[Comunicato stampa Giunta regionale Veneto]
APPRENDISTATO. ASSESSORE LAVORO: “SIGLATI ACCORDI REGIONE-PARTI SOCIALI; IN VIGORE DA 26 APRILE, RILANCIANO APPRENDISTATO COME PRINCIPALE ACCESSO GIOVANI A MERCATO LAVORO; GRANDE RESPONSABILITA’ DA PARTE DI TUTTI”

martedì 24 aprile 2012


Sono stati siglati - “dopo sei ore di lavoro franco e schietto” come ha detto l’Assessore regionale all’istruzione formazione e lavoro - gli Accordi tra Regione del Veneto e Parti Sociali sul nuovo Testo Unico per l’Apprendistato, in particolare per attuare gli articoli 3 (apprendistato per qualifica e diploma professionale per ragazzi tra i 15 e i 25 anni, utile anche per l’assolvimento dell’obbligo scolastico) e 4 (apprendistato professionalizzante o contratto di mestiere per ragazzi tra il 18 e i 29 anni).

Lo annuncia con soddisfazione la stessa Assessore regionale aggiungendo che “gli Accordi entrano in vigore dal 26 aprile e sono una risposta puntuale per rilanciare il contratto di apprendistato come principale via di accesso per i giovani al mercato del lavoro. Sottolineo il senso di responsabilità di tutti i protagonisti nel chiudere questo accordo. Il momento storico e la difficilissima situazione economica – sottolinea - hanno spintola Regionea chiedere il massimo della condivisione nella sottoscrizione di questo patto per il lavoro dedicato ai giovani. La legge prevede una semplice audizione delle parti: il Veneto ha voluto invece un accordo forte, partecipato, un patto vincolante per tutti. Ho insistito perché fosse uno strumento semplificato al massimo ed utile sia per gli apprendisti che per le imprese. Qui il dibattito ideologico non ha trovato ragione di essere ed è per questo che guardo con speranza alle sfide difficili del nostro mercato del lavoro. Il Veneto, ancora una volta ha trovato coesione sociale e grande responsabilità.”

La formazione degli apprendisti 18-25 anni con contratto di apprendistato per la qualifica e per il diploma professionale è frutto del lavoro, già avviato in data 14 marzo 2011, con la sottoscrizione del protocollo d’intesa tra l’allora Ministro al Lavoro e il Presidente Zaia. Sostanzialmente si conferma l’Accordo tra il Ministero del Lavoro, Ministero dell’istruzione e le Regioni alzando a 440 ore la formazione strutturata, mentre si differenzia il monte ore da svolgere all’interno e all’esterno dell’azienda a seconda dell’età (120 di interna per gli apprendisti under 18, 320 per gli over 18).La Regione Veneto finanzierà sia la formazione esterna all’impresa sia le azioni di supporto per accompagnare l’apprendista nell’ acquisizione delle competenze tecnico professionali. Per l’acquisizione della qualifica o del diploma professionale ci saranno prove di verifica intermedie e poi l’esame finale. In questo contesto l’ente regione non si limiterà ai controlli amministrativi sulla correttezza delle procedure d’apprendistato ma farà controlli sull’effettiva acquisizione delle competenze. Da qui anche il riconoscimento di crediti formativi in ingresso e la riduzione delle ore di formazione agli apprendisti maggiorenni che hanno già qualche esperienza lavorativa o formativa. 

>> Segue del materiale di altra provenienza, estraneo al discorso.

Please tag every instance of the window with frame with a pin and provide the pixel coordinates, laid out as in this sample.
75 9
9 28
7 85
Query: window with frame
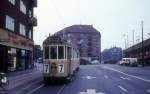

Per quanto riguarda l’intesa per gli apprendisti tra i 18 e i 29 anni (contratto di apprendistato professionalizzante o di mestiere), considerandone il gran numero (erano quasi 68 mila alla data del 20/10/2010) presente nel territorio regionale si prevede l’erogazione della formazione di base e trasversale esterna all’azienda attraverso un sistema semplice fatto da moduli di 40 ore che possono essere combinati in base al titolo di studio posseduto  fino al raggiungimento delle 120 ore complessive richieste. I contenuti dei moduli fanno riferimento a competenze chiave per l’apprendimento permanente comprese nella Raccomandazione del Parlamento Europeo e possono portare al conseguimento di attestazioni quali, ad esempio,  European  Language Portfolio (ELP) e European Computer Driving Licence (ECDL).

Il tutto sarà monitorato, attraverso un Comitato composto anche da rappresentanti delle Parti Sociali.